A key idea is that the ability to do inference over a small set of examples is, in general, a

*very*difficult problem, and strongly dependent upon the prior probabilities of the hypothesized models matching up with the "true" model to some degree.

In the absence of any knowledge about the "true" model, things get more complicated. Some theories suggest that there should always be a bias towards simpler models, while others contradict this idea. In any case, the prior distribution over the space of hypotheses turns out to be critical to the process of inference.

Therefore, any way of gaining better intuitions about the underlying distribution of a given class of hypotheses/models is of particular interest to me.

In this post, I briefly explore some simple behavioral distributions of my own personal favorite class of models - discrete time recurrent neural networks (RNNs).

First, I randomly created a large number of extremely simple RNNs, each having the following architecture:

The link weights were chosen randomly from a normal distribution with zero mean and a variance of 4.

Each randomly generated RNN was given an "impulse" input of 1.0 at the first time step, and 0.0 thereafter, and run for 10 time steps. The output of the RNN was collected and discretized to binary strings of length 10. Thus, there were exactly 1024 (2

^{10}) possible unique "behaviors" that could be displayed by an RNN.

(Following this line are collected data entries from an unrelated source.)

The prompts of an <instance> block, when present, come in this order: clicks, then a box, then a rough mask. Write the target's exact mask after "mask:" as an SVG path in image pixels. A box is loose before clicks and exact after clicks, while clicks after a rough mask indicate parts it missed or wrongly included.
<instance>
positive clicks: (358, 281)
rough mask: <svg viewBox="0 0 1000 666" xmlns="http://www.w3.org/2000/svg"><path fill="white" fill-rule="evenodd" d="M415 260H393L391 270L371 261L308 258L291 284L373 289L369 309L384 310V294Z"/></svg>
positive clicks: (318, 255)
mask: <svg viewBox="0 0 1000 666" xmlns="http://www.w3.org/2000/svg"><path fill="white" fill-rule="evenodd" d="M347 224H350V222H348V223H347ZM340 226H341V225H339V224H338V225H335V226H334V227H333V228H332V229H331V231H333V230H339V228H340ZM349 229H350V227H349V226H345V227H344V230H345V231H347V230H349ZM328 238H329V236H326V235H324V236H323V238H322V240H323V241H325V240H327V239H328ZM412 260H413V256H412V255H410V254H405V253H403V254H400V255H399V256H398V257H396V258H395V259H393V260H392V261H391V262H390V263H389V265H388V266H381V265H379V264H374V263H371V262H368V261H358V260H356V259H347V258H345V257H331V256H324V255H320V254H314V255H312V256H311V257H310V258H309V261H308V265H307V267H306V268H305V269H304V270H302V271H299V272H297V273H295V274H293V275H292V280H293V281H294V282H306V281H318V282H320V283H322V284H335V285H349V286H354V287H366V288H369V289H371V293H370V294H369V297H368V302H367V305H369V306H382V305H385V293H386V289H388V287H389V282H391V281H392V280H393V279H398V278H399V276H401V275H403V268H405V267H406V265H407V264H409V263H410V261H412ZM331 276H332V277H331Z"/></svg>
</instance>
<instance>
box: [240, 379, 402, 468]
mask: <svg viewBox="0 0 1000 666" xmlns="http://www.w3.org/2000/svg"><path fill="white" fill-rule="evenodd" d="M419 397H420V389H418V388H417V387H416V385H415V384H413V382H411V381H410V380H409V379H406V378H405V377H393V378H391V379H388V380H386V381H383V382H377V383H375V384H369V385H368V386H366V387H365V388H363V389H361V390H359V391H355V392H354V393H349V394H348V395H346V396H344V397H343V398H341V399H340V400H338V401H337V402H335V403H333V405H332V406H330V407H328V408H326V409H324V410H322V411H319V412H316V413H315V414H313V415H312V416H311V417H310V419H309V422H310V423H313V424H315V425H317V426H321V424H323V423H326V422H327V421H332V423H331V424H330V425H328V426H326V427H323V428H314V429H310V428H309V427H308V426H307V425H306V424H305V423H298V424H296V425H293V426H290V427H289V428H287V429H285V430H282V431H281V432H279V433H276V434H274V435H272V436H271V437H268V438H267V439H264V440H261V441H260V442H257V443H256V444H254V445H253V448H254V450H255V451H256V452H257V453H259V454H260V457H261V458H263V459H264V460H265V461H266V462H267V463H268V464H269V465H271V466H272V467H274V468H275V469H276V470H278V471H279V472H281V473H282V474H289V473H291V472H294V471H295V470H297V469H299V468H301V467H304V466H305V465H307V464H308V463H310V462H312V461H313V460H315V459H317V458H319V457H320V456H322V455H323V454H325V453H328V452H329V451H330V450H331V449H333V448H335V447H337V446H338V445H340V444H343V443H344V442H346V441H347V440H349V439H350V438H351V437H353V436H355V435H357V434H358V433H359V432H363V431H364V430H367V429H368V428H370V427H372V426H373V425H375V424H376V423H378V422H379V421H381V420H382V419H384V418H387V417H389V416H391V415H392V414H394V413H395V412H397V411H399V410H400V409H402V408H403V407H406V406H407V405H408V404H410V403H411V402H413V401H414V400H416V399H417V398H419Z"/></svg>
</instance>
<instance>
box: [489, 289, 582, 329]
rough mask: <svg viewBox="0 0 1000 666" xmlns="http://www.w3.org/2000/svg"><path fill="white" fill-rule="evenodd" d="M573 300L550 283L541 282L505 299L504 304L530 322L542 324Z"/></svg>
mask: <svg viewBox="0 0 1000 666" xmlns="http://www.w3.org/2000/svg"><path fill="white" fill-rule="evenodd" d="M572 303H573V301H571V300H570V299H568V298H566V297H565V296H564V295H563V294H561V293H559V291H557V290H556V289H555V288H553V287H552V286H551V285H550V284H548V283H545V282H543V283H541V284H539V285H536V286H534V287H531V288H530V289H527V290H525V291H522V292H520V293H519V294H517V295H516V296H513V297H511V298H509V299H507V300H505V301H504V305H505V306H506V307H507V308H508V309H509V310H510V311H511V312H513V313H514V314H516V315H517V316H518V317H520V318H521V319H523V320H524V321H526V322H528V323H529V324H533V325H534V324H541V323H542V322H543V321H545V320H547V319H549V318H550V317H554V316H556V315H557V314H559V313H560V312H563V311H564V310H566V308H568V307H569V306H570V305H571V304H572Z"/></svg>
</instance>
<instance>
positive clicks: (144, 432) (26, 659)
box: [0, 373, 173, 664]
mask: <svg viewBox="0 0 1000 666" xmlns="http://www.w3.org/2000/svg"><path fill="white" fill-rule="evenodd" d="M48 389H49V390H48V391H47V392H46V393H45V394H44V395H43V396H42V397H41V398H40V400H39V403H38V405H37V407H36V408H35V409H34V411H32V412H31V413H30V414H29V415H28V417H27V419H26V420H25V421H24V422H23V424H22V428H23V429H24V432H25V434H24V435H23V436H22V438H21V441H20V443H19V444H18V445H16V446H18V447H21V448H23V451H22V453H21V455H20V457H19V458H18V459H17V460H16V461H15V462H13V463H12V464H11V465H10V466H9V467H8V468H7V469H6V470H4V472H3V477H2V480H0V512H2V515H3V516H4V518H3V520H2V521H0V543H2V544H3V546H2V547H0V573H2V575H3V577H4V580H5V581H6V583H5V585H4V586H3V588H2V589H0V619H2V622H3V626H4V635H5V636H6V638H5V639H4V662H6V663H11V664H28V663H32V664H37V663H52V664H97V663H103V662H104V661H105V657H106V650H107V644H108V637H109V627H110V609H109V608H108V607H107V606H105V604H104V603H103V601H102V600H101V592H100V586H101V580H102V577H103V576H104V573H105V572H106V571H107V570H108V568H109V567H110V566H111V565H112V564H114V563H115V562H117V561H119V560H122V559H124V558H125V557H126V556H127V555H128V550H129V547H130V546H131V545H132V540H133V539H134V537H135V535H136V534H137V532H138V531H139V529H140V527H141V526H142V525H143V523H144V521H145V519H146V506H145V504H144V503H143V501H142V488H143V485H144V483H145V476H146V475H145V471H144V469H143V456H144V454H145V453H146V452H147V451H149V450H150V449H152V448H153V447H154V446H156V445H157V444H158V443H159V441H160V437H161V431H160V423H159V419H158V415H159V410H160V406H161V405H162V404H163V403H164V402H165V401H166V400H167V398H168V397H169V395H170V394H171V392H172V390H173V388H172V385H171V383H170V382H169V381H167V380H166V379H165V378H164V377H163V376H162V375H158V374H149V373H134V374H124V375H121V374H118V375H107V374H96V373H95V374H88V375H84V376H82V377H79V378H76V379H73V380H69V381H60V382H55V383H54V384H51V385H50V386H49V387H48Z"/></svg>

Most behaviors turned out to be very simple - all zeroes or all ones, but there were a range of other behaviors as well. I decided to plot the behaviors as a histogram. Here are the results:

The original image (before scaling) is precisely 1024 by 500 pixels. Each pixel of the x-axis represents a different RNN "behavior", starting with 0000000000 at the left, and ending with 1111111111 at the right. (I considered ordering them by Gray code, but haven't implemented that just yet.) The height of the intervals in the y-axis are proportional to the natural log of the frequency of that particular behavior.

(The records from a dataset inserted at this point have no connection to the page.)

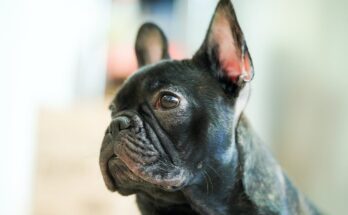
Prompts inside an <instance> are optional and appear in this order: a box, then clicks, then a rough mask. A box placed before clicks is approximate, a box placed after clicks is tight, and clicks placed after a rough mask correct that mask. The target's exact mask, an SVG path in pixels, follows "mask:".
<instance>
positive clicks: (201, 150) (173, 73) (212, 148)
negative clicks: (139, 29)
mask: <svg viewBox="0 0 348 215" xmlns="http://www.w3.org/2000/svg"><path fill="white" fill-rule="evenodd" d="M136 53H137V58H138V63H139V67H141V69H140V70H139V71H138V72H136V73H135V74H134V75H133V76H131V77H130V78H129V79H128V80H127V81H126V82H125V83H124V85H123V86H122V88H121V89H120V91H119V92H118V94H117V96H116V98H115V99H114V101H113V102H112V104H111V111H112V121H111V123H110V125H109V127H108V128H107V131H106V134H105V137H104V140H103V144H102V148H101V153H100V167H101V171H102V174H103V177H104V180H105V183H106V186H107V187H108V189H109V190H111V191H118V192H119V193H121V194H123V195H130V194H136V197H137V203H138V206H139V208H140V210H141V212H142V214H211V215H218V214H264V215H271V214H284V215H294V214H319V212H318V211H317V210H316V209H315V208H314V207H313V206H312V204H311V203H310V202H309V201H308V200H307V199H306V198H305V197H304V196H303V195H302V194H301V193H300V192H299V191H297V190H296V188H295V187H294V186H293V185H292V184H291V183H290V181H289V180H288V178H287V177H286V175H285V174H284V173H283V172H282V170H281V168H280V167H279V166H278V164H277V163H276V161H275V160H274V159H273V158H272V156H271V154H270V153H269V152H268V150H267V149H266V148H265V147H264V146H263V145H262V144H261V143H260V140H259V139H258V138H257V136H256V135H255V134H254V132H253V131H252V129H251V128H250V126H249V125H248V122H247V120H246V118H245V117H244V116H243V114H242V111H243V109H244V107H245V105H246V102H247V100H248V96H249V91H250V83H249V81H251V80H252V78H253V65H252V60H251V57H250V54H249V51H248V48H247V45H246V42H245V39H244V36H243V33H242V30H241V28H240V26H239V24H238V22H237V18H236V15H235V12H234V9H233V6H232V4H231V2H230V1H229V0H221V1H220V2H219V4H218V6H217V8H216V11H215V14H214V16H213V19H212V21H211V24H210V27H209V30H208V32H207V35H206V38H205V40H204V43H203V45H202V46H201V48H200V49H199V50H198V52H197V53H196V54H195V55H194V57H193V58H192V59H190V60H182V61H174V60H169V55H168V52H167V40H166V38H165V36H164V34H163V32H162V31H161V30H160V29H159V28H158V27H157V26H156V25H154V24H150V23H148V24H144V25H143V26H142V27H141V29H140V30H139V33H138V37H137V41H136ZM166 59H167V60H166Z"/></svg>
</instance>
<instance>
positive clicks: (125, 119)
mask: <svg viewBox="0 0 348 215" xmlns="http://www.w3.org/2000/svg"><path fill="white" fill-rule="evenodd" d="M129 127H131V121H130V119H129V118H128V117H126V116H118V117H116V118H115V119H113V120H112V122H111V124H110V128H111V129H110V130H111V133H112V134H117V133H118V132H119V131H121V130H125V129H127V128H129Z"/></svg>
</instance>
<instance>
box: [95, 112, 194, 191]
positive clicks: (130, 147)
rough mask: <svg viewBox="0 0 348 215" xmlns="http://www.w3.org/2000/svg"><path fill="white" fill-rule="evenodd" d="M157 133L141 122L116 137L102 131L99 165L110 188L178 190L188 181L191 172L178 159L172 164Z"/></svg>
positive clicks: (128, 189)
mask: <svg viewBox="0 0 348 215" xmlns="http://www.w3.org/2000/svg"><path fill="white" fill-rule="evenodd" d="M133 117H135V118H137V119H136V120H137V121H139V117H137V116H133ZM158 136H160V135H157V134H156V133H155V132H154V130H153V129H152V127H151V126H150V125H149V124H147V123H143V122H142V124H141V126H138V127H136V128H132V129H129V130H123V131H120V132H119V133H118V134H117V136H113V135H112V134H110V133H106V134H105V136H104V140H103V144H102V149H101V152H100V168H101V172H102V175H103V178H104V182H105V184H106V186H107V188H108V189H109V190H111V191H118V192H120V193H121V194H124V195H128V194H132V193H134V192H135V190H138V189H144V188H147V187H152V188H154V187H155V188H160V189H162V190H166V191H177V190H180V189H182V188H183V187H185V186H186V185H187V184H188V182H189V181H190V178H192V175H191V173H190V171H189V170H188V169H187V168H184V167H183V166H182V165H180V163H178V162H176V163H175V164H174V162H173V161H172V159H170V156H169V155H168V153H166V150H165V149H164V147H162V145H163V144H161V140H160V139H159V137H158Z"/></svg>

The two most immediately apparent aspects of the histogram are its symmetry and sparsity.

The edges of the histogram represent the most frequent (and simplest) behaviors - constant output of zeroes (left), and constant output of ones (right).

The two peaks nearer the center of the image occur at locations #341 and #682 along the x-axis, which, when converted to binary strings, produce the sequences 0101010101 and 1010101010, respectively. With a little thought, it is not difficult to see why these particular behaviors are so common - they can be represented by the following, extremely simple finite state machine:

So it appears that these very simple RNNs are able emulate some correspondingly simple finite state machines. But, as can be seen by all of the gaps in the histogram, there are a lot of behaviors that simply never occur. As an example, sequence #589 (1001001101) never happens.

The really interesting thing I found is that these gaps in behavior are not an inherent limitation of simple RNNs, but rather, they are a limitation simple RNNs that use sigmoidal activation functions:

If instead, a sinusoidal activation function is used, we get very different results!

Here is another histogram of the exact same experimental setup, but this time using sinusoids as the hidden nodes of the RNNs:

The difference is stunning. All 1024 binary sequences are produced!

Empirically, I have previously noticed that sinusoidal RNNs used for neuroevolution massively outperform sigmoidal ones on a wide range of tasks. I believe that now this can be at least partially explained by the fact that RNNs with sinusoidal neurons appear to have a much broader and more evenly distributed coverage of possible behaviors.

In summary: RNNs using sinusoidal hidden neurons appear to produce a more uniform prior over the space of possible dynamical models, which in turn enhances their learning capabilities over a wide range of problems.